When he isn’t informing the public about the benefits of a vegan diet, Barnard leads the rock band he founded after graduating medical school, CarbonWorks. The group is now 16-members strong and plays “genre-bending” music that is difficult to piece together but ultimately works, Barnard said.

Much of my mission as a doctor is not to just treat one patient at a time, but to get messages out to large groups of people.

The band’s latest album is self-titled and is the first of the group’s that is available on iTunes.
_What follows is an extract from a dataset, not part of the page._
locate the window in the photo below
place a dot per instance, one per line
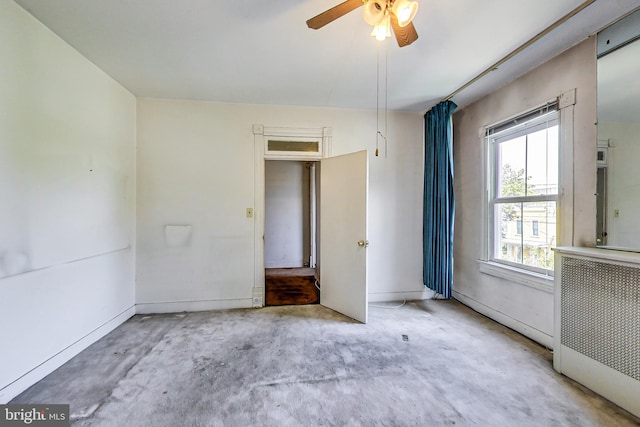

The songs may seem disjointed, because one minute you’re listening to an Italian singer and the next track is in English, but the changing nature and unique instrument pairings keep listeners engaged.

The group is studio-focused because the members range from an Italian singer to a musician who plays the classical Vietnamese dan tranh, which means they often can’t get together for live performances.

Barnard said that throughout his careers in two opposite fields, he has learned that people respond to different “languages.” In order to reach people and change their outlooks on certain topics, one must be aware of the language they respond to, he said.

“Much of my mission as a doctor is not to just treat one patient at a time, but to get messages out to large groups of people,” Barnard said. “That’s why I write books and that’s why I write music.”